Farm’s future hangs in the balance

Maria Swartz stands among the vegetable packing crates at Vorentoe Boerdery.

Kuils River’s last vegetable farm could close as early as next year if the drought doesn’t break soon, and it won’t be the only one, warns its owner, who says another dry winter will spell job losses, food-price hikes and farm closures.

Vorentoe Boerdery owner, Johannes Visser, said the farm is “right on the urban edge”, surrounded by malls and gated estates that have come to characterise the mushrooming suburbia north of the city. Much of the remaining agricultural land in the area is under vines.

Once-sprawling farmlands have been snatched up by developers. According to Langverwacht councillor Roelof Mare, the area once had about 25 farms; now there are less than half that number.

“We’ve got two pieces of land. Across the road we’ve got 25 to 35 hectares,” Mr Visser said.

“If we want to rezone this property for residential use, we would be allowed to do it. There is a possibility of that in the next few years.”

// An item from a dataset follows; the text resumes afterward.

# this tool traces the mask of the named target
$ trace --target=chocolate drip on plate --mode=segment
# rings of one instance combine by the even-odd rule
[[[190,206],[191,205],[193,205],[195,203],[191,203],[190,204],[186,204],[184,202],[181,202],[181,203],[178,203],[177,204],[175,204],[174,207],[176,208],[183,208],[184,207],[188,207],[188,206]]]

According to Mr Visser, what’s happening in South Africa is happening the world over – as populations increase and agricultural land is converted into homes, farming changes.

“Other countries are exploring hydroponics and hot houses. Holland is about as big as a quarter of the Free State but they produce masses of vegetables. The problem is not land, the problem is water.”

It’s water that will determine Vorentoe Boerdery’s immediate future: the drought has hit the farm hard. Potable water for farming was cut by 30 and later 40 percent this year, Mr Visser said. “We planted only about half of what we did last summer.”

He’s relieved he did not need to let go of his 120 permanent employees, but he has been unable to hire any seasonal workers.

“We’ve been on this farm for 35 years, and we’ve never experienced something like this,” he said.

But he fears worse could come, if the city has another warm, dry summer, like it has had for the past two years.

“Last winter, the rainfall was far below normal. We had two bad winters. For vegetable farming, you need the right amount of water and the right quality or the vegetables won’t grow well. The quality of the ground water at the moment is very bracken, and it is getting worse. I don’t know why. Perhaps there are too many boreholes in the residential areas.”

Mr Visser said farms get their water from big dams which need cold and rainy winters to fill up. The dams, Mr Visser said, fill up with melting snow from the mountains as well as the rain.

“We’ve got a crisis,” he said. “The real disaster will be next summer. If we have the same warm, dry winter as the last two winters, then next summer will be the real disaster. If, after this winter, the dams are still only 50 or 60 percent full, then the City will have to stop supplying the farms with water and keep it for drinking water.

“If we don’t get water next year, we will have to close the farm,” Mr Visser said. And many other farms will likely do the same.

“People will lose their jobs and vegetable prices will go through the roof because they will have to be bought from up country but what can I do?

“I can’t make it rain. Nature can be cruel. I’m 57 and I have never experienced something like this. And there are still people walking around not knowing there is a crisis.”

Mayor Patricia de Lille, at a media briefing last month, said the dam levels were at 33 percent which means there is only about 100 days of drinking water left.

“With the last 10 percent of a dam’s water mostly not being usable, dam levels are effectively at 23 percent,” she said. “At the current draw-down rate, and with dam levels at an effective 23 percent, we could be looking at approximately 121 days of usable water left.”

Ms De Lille said the City had contingency plans should the drought continue for another winter. These include pumping winter water from the Berg River into Voelvlei Dam, extraction from the Table Mountain Group Aquifer, water reuse and desalination.

“Cape Town lies in a water-scarce region and climate change projections have seen lower-than-average rainfall in the past two winter seasons. The rainfall recorded at our Table Mountain and Steenbras gauge sites during 2015 and 2016 was among the lowest on our record of some 100 years,” she said.

And if the rain continues to stay away, water restrictions will become even more stringent. “If we should get to between 15 to 20 percent storage levels in the dams, we will increase the water restrictions measures and decrease water pressures in the network. At between 10 to 15 percent storage levels in the dams, we will implement intermittent supply in some areas, with stringent restriction measures.

“At below 10 percent storage levels in the dams, we will be providing a ‘lifeline’ water supply, which would involve minimal supply pressures, intermittent supply, and very stringent restriction measures,” she said.